Шрифт:
Интервал:
Закладка:
— Теперь моя очередь заключить: брильянт более привычен для нас, чем некоторые другие камни; следовательно, он слабее действует на наши глаза! Эх, мой друг! Разве вы не замечаете, что людям никогда не надоедает смеяться? Может надоесть игра, пиры, дамы, но смех — никогда! Слышали ли вы, чтобы кто-нибудь сказал: «Вот уже целую неделю, как мы смеемся. Давайте, поплачем сегодня».
— Вы все время отклоняетесь от нашей темы и приводите настолько банальные доводы, что мне стыдно за вас, — вставил Арист.
— Полюбуйтесь на этого придирчивого человека! — продолжал Геласт. — Что ж, раз вы желаете, чтобы я обсуждал комедию и смех на манер платонического философа, я согласен. Но сделайте милость — выслушайте меня. Мы больше всего ценим то удовольствие, которое больше всего соответствует нашей природе, ибо наслаждаться им — значит обретать самого себя. Но существует ли в мире вещь более подходящая нам, чем смех? Он не менее свойствен человеку, нежели разум; более того, он свойствен исключительно ему: вы не найдете животного, умеющего смеяться, хоть встречаете животных, умеющих плакать. А ну-ка, при — всей вашей чувствительности, попробуйте ронять слезы столь же крупные, как слезы умирающего оленя или слезы коня несчастного принца, чьи похороны описаны в XI песне «Энеиды»[39]. Согласитесь пока хоть с этим, а затем я предоставлю вам плакать сколько душе угодно. Вы составите компанию коню несчастного Паллапта, я же буду смеяться вместе со всеми людьми.

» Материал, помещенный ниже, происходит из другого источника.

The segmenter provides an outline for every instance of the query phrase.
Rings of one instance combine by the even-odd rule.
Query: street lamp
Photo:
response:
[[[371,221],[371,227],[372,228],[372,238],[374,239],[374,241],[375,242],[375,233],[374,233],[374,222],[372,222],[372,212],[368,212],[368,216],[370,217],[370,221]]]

Вывод Геласта рассмешил трех его друзей, в том числе и Ариста, после чего последний заявил:
— Я оспариваю оба ваши положения, — второе в такой же степени, как и первое. Какого бы мнения ни придерживалась доныне школьная наука, утверждая, что смех есть исключительная способность человека, я не согласен с этим. Как можно, не зная языка животных, утверждать, что они не способны смеяться? Я считаю, что им доступны все наши чувства. Разница между ними и нами лишь в силе этих чувств и в способе их выражения. Что же касается вашего первого утверждения, то сначала надо еще доказать, что мы всегда должны стремиться к самым обычным удовольствиям, которые у нас всегда под рукой, а во-вторых, — что в обладании вещью слишком обычной, может быть, и нет никакого наслаждения. Отсюда и получается, что у Платона любовь есть дитя бедности[40], то есть, что мы пылко влечемся лишь к вещам, которых нам недостает и в которых мы остро нуждаемся. Потому-то смех, который, по вашим словам, столь для нас привычен, на сцене доставляет удовольствие лакеям и простонародью, а слезы — людям порядочным.
— Вы заходите слишком далеко, — заметил Акант. — Я не считаю, что порядочным людям не подобает смеяться.
— Я тоже не считаю, — подхватил Арист. — Мои слова вызваны лишь желанием отплатить Геласту его же монетой. Вы знаете, как мы хохотали, читая Теренция[41]; на пороге Итальянского театра я оставляю не только деньги, но и разум и смеюсь сколько мне влезет. Но Геласт и сам не станет отрицать, если хорошенько поразмыслит, что прекрасные трагедии доставляют нам больше наслаждения, нежели искусство комедии.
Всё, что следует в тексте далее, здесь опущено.